Ethanol receives at least six times the subsidy per delivered BTU that domestic oil does, even though their energy security benefits per gallon are identical.
The US corn ethanol industry doesn’t need to grow further, because it is already within striking distance of the target set by the government, which also appears to represent the maximum prudent level of output for a fuel source that makes such heavy use of water and fossil energy sources in its production, and that ultimately competes with the consumption of corn as food or feed, here and abroad.
The GAO report estimates the cost to the Treasury of the ethanol blenders’ credit at $4 billion last year, growing to $6.75 billion by 2015, if not sooner. Although at a time of trillion-dollar deficits that may look no more significant than a rounding error in the government’s books, continuing this outdated and unnecessary incentive sends a bad message to the developers of other, less mature alternative energy sources.
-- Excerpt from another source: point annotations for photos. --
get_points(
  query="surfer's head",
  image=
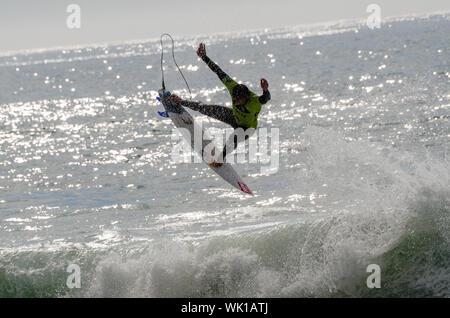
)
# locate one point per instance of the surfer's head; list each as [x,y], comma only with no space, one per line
[240,95]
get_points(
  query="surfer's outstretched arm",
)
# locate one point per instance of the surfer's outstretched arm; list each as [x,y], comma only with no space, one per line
[224,78]
[201,52]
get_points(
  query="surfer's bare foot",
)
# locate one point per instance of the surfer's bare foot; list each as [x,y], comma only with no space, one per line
[174,98]
[215,164]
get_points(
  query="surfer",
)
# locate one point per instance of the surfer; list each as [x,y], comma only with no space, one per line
[246,104]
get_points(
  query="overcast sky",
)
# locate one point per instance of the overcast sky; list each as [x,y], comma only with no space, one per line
[26,24]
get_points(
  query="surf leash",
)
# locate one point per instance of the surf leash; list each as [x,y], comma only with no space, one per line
[175,61]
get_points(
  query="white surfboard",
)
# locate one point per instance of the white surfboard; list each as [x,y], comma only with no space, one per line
[182,119]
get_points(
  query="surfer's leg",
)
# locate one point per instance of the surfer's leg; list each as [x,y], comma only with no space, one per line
[222,113]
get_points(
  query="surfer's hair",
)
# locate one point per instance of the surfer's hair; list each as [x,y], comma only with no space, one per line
[240,90]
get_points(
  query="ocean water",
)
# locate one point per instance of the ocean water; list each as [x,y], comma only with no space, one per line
[86,175]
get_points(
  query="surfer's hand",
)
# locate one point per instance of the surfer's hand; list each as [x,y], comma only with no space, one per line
[264,84]
[176,99]
[201,52]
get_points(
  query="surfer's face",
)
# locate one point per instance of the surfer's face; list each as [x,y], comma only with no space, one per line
[240,101]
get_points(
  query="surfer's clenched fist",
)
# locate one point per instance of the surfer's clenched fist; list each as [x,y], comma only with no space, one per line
[264,84]
[201,52]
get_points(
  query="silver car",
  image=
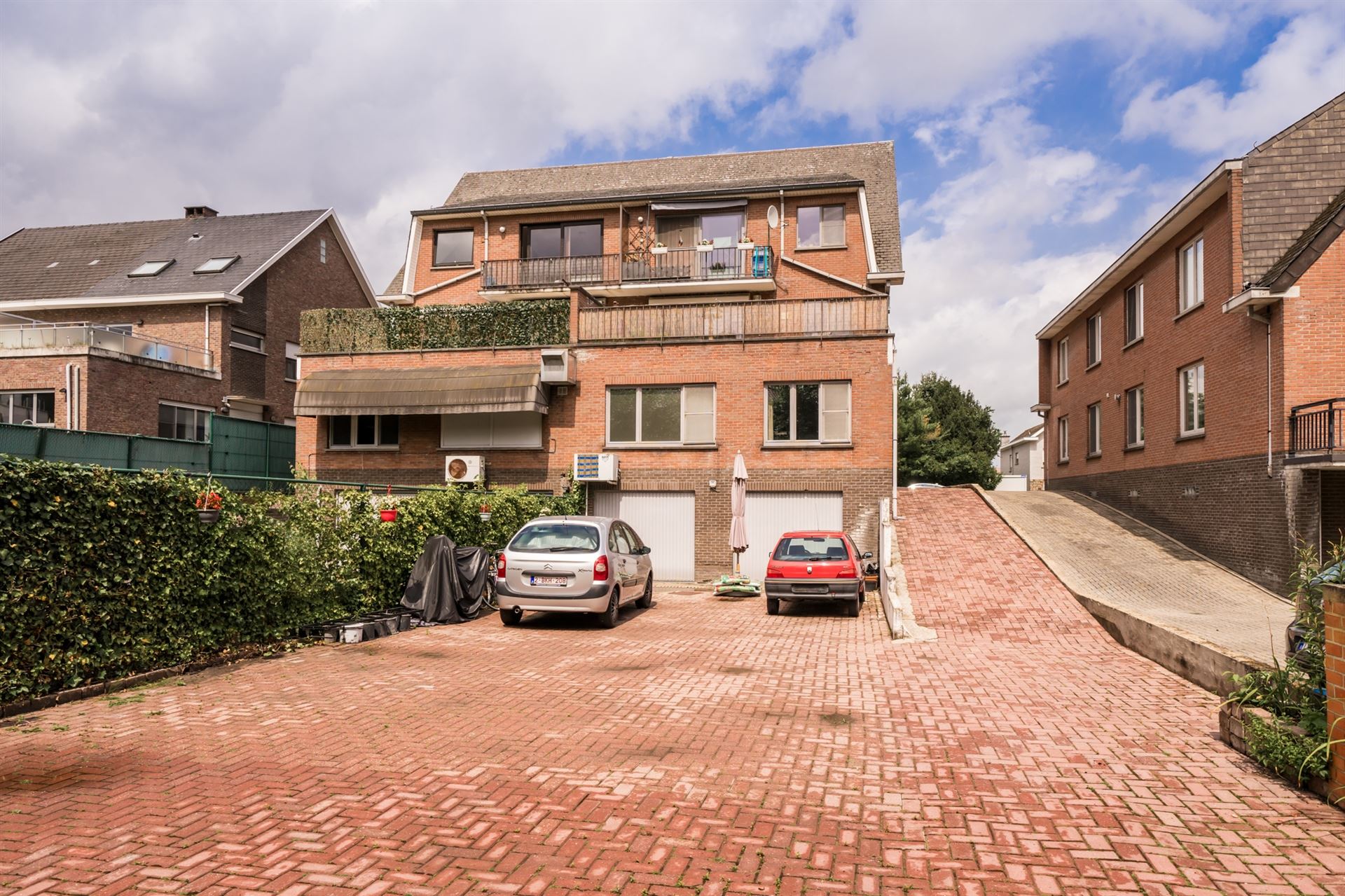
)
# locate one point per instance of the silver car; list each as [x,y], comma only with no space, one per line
[573,565]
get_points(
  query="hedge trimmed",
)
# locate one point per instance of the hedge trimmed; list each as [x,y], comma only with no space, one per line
[106,574]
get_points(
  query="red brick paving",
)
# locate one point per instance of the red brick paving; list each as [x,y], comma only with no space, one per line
[701,747]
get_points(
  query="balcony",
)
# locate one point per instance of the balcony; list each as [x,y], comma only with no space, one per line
[1317,434]
[638,273]
[736,321]
[36,338]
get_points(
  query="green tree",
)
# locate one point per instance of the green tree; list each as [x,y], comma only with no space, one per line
[944,435]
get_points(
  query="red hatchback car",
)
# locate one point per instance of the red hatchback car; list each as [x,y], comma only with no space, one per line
[815,565]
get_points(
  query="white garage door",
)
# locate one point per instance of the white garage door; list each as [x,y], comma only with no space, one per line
[665,520]
[773,513]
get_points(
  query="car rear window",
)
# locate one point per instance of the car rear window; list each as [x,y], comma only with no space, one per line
[811,548]
[556,537]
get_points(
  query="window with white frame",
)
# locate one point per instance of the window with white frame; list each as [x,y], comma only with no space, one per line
[1192,400]
[499,429]
[661,415]
[35,406]
[1136,418]
[1191,275]
[807,412]
[1094,339]
[184,422]
[240,338]
[292,361]
[364,431]
[1136,312]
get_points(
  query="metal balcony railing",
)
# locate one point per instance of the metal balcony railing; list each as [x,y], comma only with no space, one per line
[70,336]
[1317,427]
[656,266]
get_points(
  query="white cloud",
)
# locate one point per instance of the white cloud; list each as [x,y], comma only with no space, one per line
[1302,69]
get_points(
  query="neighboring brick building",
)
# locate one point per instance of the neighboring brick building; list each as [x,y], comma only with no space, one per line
[1199,382]
[143,327]
[703,322]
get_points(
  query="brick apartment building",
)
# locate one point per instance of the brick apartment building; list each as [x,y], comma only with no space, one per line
[146,327]
[1199,384]
[704,305]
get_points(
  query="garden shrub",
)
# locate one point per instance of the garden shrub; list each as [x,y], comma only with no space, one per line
[105,574]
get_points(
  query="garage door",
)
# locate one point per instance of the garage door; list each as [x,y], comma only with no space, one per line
[665,520]
[773,513]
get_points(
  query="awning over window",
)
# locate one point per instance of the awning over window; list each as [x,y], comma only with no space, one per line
[700,206]
[444,390]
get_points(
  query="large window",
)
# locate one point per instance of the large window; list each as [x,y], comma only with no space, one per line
[1192,400]
[1136,314]
[1191,275]
[1136,418]
[364,431]
[1094,339]
[502,429]
[807,412]
[33,406]
[821,228]
[453,248]
[661,415]
[184,422]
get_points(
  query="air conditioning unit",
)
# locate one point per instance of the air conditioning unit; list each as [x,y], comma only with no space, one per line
[464,469]
[558,366]
[595,469]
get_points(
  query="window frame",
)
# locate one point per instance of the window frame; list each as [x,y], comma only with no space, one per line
[1136,416]
[7,397]
[1134,317]
[822,244]
[378,434]
[434,248]
[198,409]
[1094,431]
[682,415]
[1182,429]
[1197,244]
[261,340]
[794,415]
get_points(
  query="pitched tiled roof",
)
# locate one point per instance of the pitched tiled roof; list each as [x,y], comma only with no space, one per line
[868,163]
[27,256]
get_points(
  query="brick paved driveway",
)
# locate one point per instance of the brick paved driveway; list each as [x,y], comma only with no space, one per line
[701,747]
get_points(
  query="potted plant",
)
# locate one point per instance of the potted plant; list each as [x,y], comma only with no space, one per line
[207,506]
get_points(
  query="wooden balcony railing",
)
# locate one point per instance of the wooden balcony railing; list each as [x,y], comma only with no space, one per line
[736,319]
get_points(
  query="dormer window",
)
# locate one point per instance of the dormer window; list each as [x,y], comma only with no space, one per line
[151,268]
[217,266]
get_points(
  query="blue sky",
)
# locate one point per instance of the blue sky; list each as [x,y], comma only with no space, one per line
[1035,140]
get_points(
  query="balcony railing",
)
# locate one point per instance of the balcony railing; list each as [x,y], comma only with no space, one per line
[736,319]
[73,336]
[1317,427]
[656,266]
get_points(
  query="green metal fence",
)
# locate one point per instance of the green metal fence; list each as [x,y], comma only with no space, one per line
[258,451]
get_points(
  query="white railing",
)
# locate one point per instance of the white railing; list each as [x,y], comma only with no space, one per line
[71,336]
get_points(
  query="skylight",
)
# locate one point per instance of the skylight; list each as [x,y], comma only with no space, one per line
[216,266]
[151,268]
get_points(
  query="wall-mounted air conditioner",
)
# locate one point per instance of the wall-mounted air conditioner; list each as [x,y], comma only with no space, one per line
[595,469]
[464,469]
[558,366]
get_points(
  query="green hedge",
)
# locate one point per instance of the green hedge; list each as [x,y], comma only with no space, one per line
[544,322]
[105,574]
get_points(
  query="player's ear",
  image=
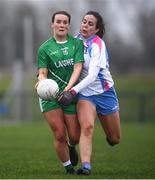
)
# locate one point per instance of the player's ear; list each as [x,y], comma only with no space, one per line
[97,30]
[52,25]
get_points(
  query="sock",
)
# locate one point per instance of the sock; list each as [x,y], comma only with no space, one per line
[68,165]
[71,145]
[86,165]
[109,142]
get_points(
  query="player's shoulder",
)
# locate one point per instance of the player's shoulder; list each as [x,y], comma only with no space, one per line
[75,39]
[45,44]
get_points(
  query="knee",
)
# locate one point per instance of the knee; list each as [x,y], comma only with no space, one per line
[113,140]
[60,137]
[74,139]
[87,129]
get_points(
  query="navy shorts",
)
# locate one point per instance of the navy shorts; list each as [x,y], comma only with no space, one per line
[105,103]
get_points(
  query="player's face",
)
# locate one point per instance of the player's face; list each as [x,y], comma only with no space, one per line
[60,26]
[88,26]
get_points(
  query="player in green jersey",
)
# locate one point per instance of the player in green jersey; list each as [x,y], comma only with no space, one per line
[60,58]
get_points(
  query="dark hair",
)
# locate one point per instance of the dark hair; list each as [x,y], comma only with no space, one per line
[100,24]
[61,12]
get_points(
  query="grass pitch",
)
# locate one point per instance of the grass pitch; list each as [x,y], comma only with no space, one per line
[26,151]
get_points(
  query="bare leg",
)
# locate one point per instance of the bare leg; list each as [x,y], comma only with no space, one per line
[87,116]
[111,126]
[73,128]
[55,120]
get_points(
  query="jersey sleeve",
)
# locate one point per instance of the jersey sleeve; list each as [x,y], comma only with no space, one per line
[43,59]
[79,51]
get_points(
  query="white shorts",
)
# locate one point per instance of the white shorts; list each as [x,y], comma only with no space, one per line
[105,103]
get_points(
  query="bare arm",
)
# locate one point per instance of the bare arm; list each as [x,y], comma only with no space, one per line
[42,74]
[75,75]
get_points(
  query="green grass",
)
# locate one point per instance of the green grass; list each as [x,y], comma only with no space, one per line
[26,151]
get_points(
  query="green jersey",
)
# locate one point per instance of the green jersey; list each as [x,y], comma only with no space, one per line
[59,59]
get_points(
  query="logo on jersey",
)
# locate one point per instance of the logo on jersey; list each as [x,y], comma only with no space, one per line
[64,50]
[85,47]
[64,63]
[53,52]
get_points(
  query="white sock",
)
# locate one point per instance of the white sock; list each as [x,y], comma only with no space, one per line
[66,163]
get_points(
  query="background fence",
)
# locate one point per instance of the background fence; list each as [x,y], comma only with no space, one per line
[138,107]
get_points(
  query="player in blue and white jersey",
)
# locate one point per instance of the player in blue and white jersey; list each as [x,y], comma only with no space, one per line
[96,93]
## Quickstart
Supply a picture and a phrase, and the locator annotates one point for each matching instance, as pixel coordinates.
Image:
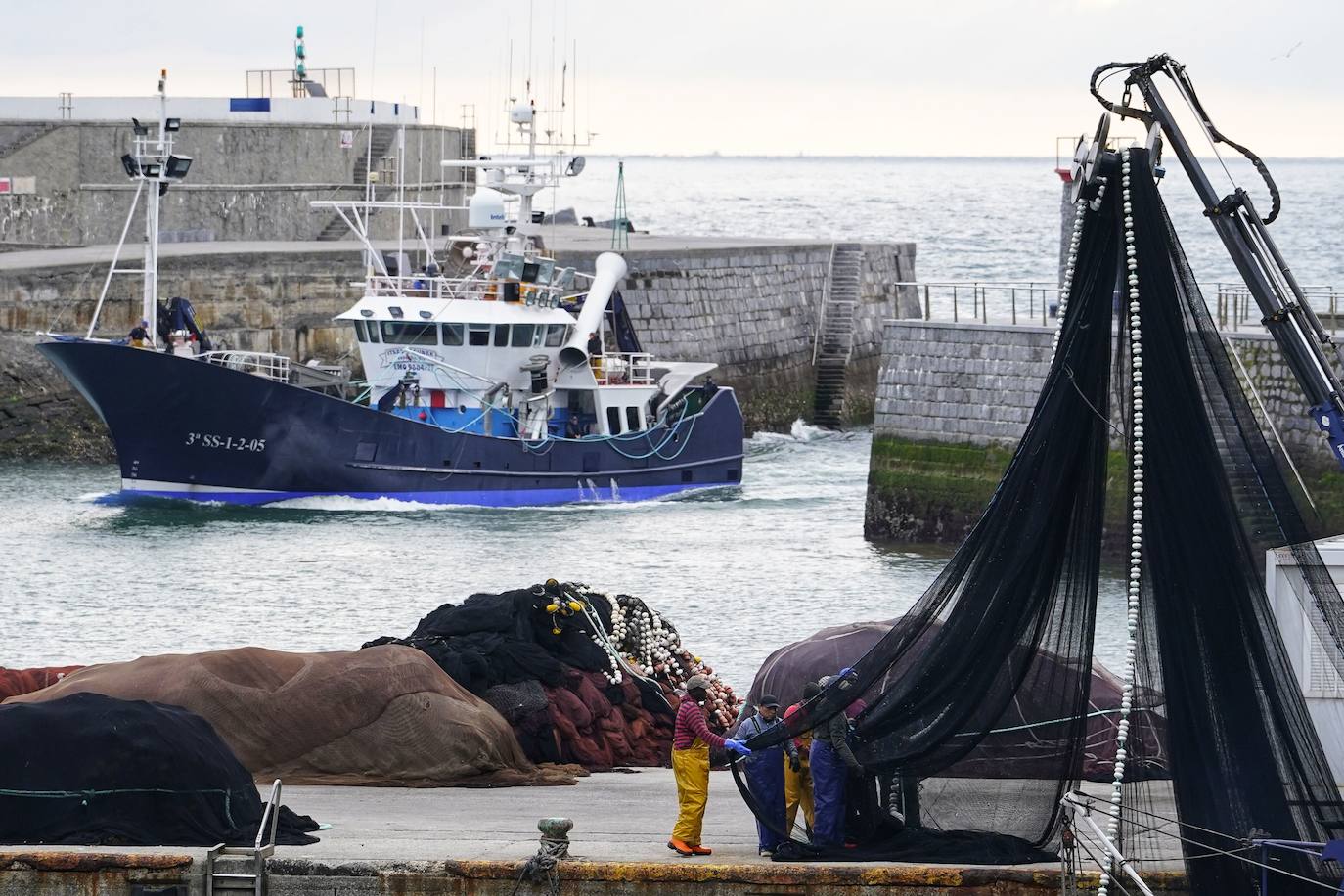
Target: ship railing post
(112, 269)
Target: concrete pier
(953, 399)
(474, 841)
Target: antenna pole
(150, 295)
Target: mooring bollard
(556, 835)
(556, 845)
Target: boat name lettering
(399, 360)
(226, 442)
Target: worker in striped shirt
(691, 741)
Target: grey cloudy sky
(834, 76)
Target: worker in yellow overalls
(797, 784)
(691, 741)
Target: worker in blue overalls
(765, 771)
(832, 763)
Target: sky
(737, 76)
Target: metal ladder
(834, 334)
(246, 866)
(381, 140)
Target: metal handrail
(272, 812)
(639, 368)
(1230, 304)
(467, 288)
(273, 367)
(822, 309)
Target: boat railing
(622, 368)
(273, 367)
(466, 288)
(1035, 302)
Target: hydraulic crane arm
(1308, 349)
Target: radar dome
(521, 114)
(485, 209)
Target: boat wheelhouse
(493, 374)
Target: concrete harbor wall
(53, 872)
(246, 182)
(955, 399)
(754, 310)
(750, 308)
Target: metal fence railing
(1034, 302)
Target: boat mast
(151, 162)
(162, 150)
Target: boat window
(510, 266)
(410, 334)
(521, 335)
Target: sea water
(739, 571)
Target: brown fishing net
(380, 716)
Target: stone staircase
(381, 139)
(834, 334)
(25, 137)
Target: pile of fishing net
(381, 716)
(1005, 636)
(15, 681)
(581, 676)
(1027, 743)
(89, 769)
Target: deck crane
(1286, 315)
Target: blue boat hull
(184, 428)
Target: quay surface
(460, 841)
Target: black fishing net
(1245, 755)
(89, 769)
(1007, 623)
(1003, 639)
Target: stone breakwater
(246, 182)
(755, 310)
(750, 308)
(953, 400)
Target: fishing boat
(493, 374)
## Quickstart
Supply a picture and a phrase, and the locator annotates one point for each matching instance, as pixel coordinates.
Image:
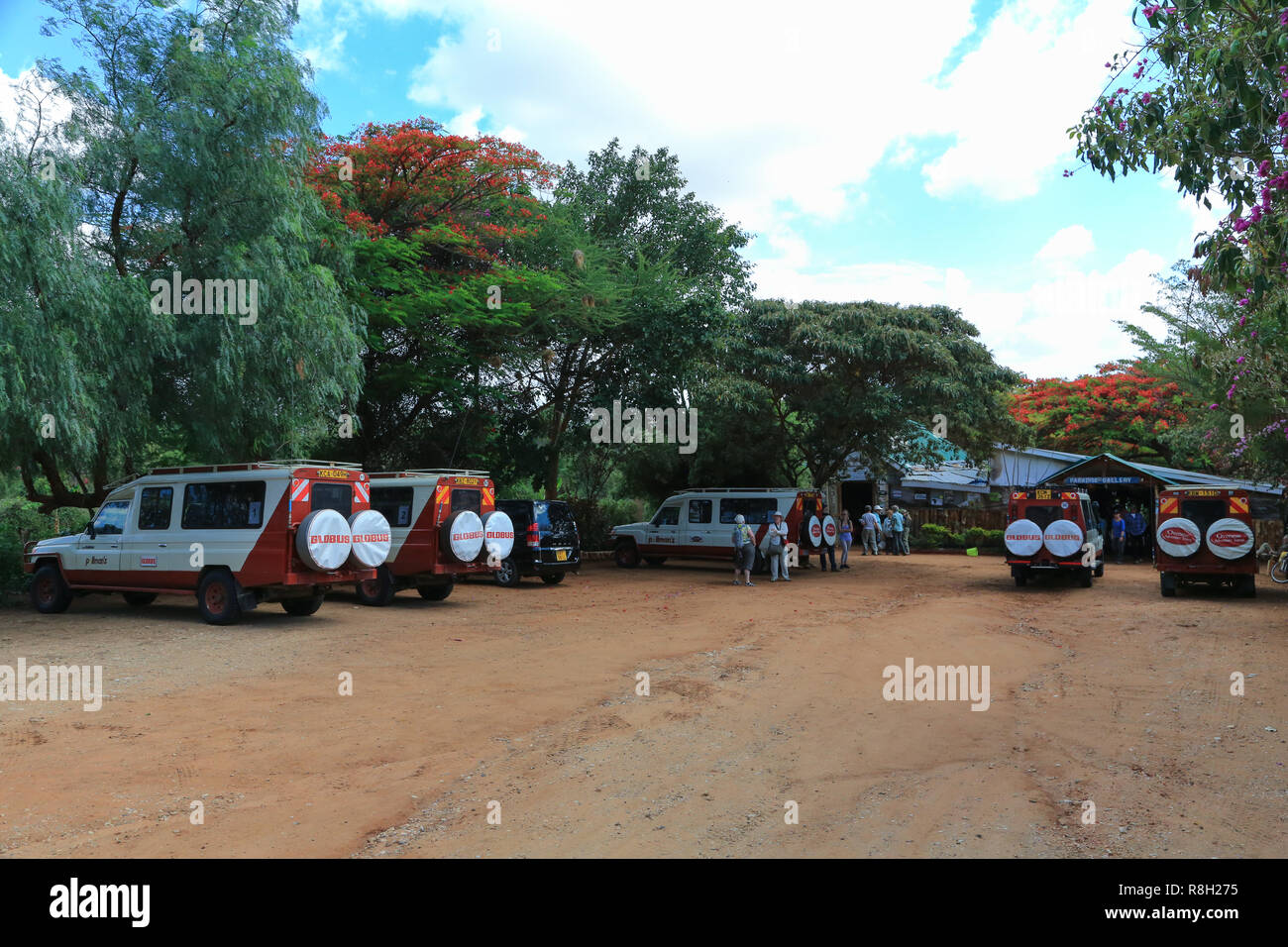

It tells them that they don’t need to worry so much about making their technologies competitive with conventional energy, because the government is likely to subsidize them until the end of time–or until the Treasury runs out of money, a date that will surely arrive faster, the more unnecessary subsidies it hands out.
After having been extended by last year’s Farm Bill, the present Volumetric Ethanol Excise Tax Credit and the tariff on imported ethanol that mirrors it are due to expire at the end of next year.
After 30 years of assistance–spanning my entire career in energy–it’s time to find out whether this industry can either survive and compete on its own.